Sócrates - José Nascimento/Folhapress - José Nascimento/Folhapress
Wladimir, Sócrates, Juca Kfouri e Osmar Santos participam de comício pelas 'Diretas Já' em São Paulo
Imagem: José Nascimento/Folhapress

Ao lado de artistas, jornalistas e outros ativistas, os jogadores discursaram no palanque, estamparam em suas camisas frases pela volta da democracia e ele passou a comemorar seus gols com o punho erguido e cerrado, símbolo da luta das classes trabalhadoras.

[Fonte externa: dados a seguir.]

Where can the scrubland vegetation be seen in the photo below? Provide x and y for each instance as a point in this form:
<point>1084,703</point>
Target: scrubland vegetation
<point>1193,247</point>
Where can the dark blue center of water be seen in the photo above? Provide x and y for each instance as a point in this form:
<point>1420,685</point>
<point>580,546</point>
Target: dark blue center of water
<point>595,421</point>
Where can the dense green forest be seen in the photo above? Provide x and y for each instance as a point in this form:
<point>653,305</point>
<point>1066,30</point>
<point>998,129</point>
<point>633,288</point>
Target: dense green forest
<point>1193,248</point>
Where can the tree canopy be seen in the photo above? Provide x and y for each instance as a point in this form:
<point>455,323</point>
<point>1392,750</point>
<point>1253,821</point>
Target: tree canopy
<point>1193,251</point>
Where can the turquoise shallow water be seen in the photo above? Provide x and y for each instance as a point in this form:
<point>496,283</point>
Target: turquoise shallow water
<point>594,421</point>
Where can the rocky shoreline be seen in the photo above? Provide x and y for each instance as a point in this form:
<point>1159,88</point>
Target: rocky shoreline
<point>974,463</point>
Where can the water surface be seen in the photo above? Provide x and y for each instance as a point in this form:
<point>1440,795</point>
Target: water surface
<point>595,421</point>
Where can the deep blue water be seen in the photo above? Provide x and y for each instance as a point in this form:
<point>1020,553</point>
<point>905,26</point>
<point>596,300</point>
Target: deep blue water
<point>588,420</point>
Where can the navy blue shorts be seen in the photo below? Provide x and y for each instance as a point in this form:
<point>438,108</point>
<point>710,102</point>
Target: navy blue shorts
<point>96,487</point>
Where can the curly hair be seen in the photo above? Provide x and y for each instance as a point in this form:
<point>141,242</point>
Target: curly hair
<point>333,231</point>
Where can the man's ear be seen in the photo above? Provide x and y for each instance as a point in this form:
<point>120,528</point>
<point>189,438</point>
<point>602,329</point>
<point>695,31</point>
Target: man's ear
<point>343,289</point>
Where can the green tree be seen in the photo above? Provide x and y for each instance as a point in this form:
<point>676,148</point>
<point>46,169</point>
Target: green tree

Por suas atividades e opiniões políticas, Sócrates chegou a ser fichado pela polícia política da ditadura militar, juntamente com seu colega Casagrande.

Fiorentina e Seleção

Sócrates - Reprodução - Reprodução
Fiorentina chegou a reunir Sócrates e Passarella no mesmo elenco nos anos 80
Imagem: Reprodução

Em 1984, já com 30 anos, Sócrates foi jogar na Fiorentina, na Itália. Sua passagem por lá não foi muito bem-sucedida. Em entrevista à Revista Placar em 1986, o próprio jogador explicou que a passagem decepcionante pela Itália teve motivações políticas:

O futebol italiano é dominado pela Democracia-Cristã e eu era do lado do Partido Comunista Italiano. Os democrata-cristãos me aniquilaram

Sócrates - David Cannon/Allsport - David Cannon/Allsport
Sócrates e sua faixa de protesto na partida contra a Espanha, na Copa do Mundo de 1986
Imagem: David Cannon/Allsport

Pela Seleção Brasileira, ele jogou duas Copas do Mundo, em 1982 e 1986. Na primeira teve um excelente desempenho e foi o capitão daquela equipe que é considerada por muitos como a mais tática da história.

Em 1986, ele ficaria marcado por ter errado um pênalti nas quartas de final contra a França, que desclassificou o Brasil. Mas também é lembrado pela faixa que levou na cabeça, em protesto à violência praticada pelo Estado mexicano, que era a sede da Copa.

Cigarro e bebidas

Antes de encerrar a sua carreira, em 1989, Sócrates ainda jogaria pelo Santos e outra vez pelo Botafogo de Ribeirão Preto. Ele nunca escondeu que gostava de beber e que fumava. E os dois vícios acabaram abreviando a sua carreira e a sua vida.

Sócrates - Ana Carolina Fernandes/Folhapress - Ana Carolina Fernandes/Folhapress
Imagem: Ana Carolina Fernandes/Folhapress

Ainda atuou como técnico, treinando o Botafogo de Ribeirão Preto, depois a equipe equatoriana LDU. Em 1999, atendendo a um convite de um antigo companheiro de Seleção, Leandro, foi técnico do Cabofriense, do Rio de Janeiro.

Mesmo depois de pendurar as chuteiras, o 'magrão' seguiu atuante, nunca abandonou o ativismo político. Em seus últimos artigos publicados na imprensa, denunciou com indignação os despejo de famílias pobres que viviam em áreas onde seriam construídos os estádios para a Copa de 2014, que seria realizada no Brasil.

Sócrates morreu no dia 4 de dezembro de 2011, aos 57 anos, por complicações causadas pelo consumo excessivo de álcool.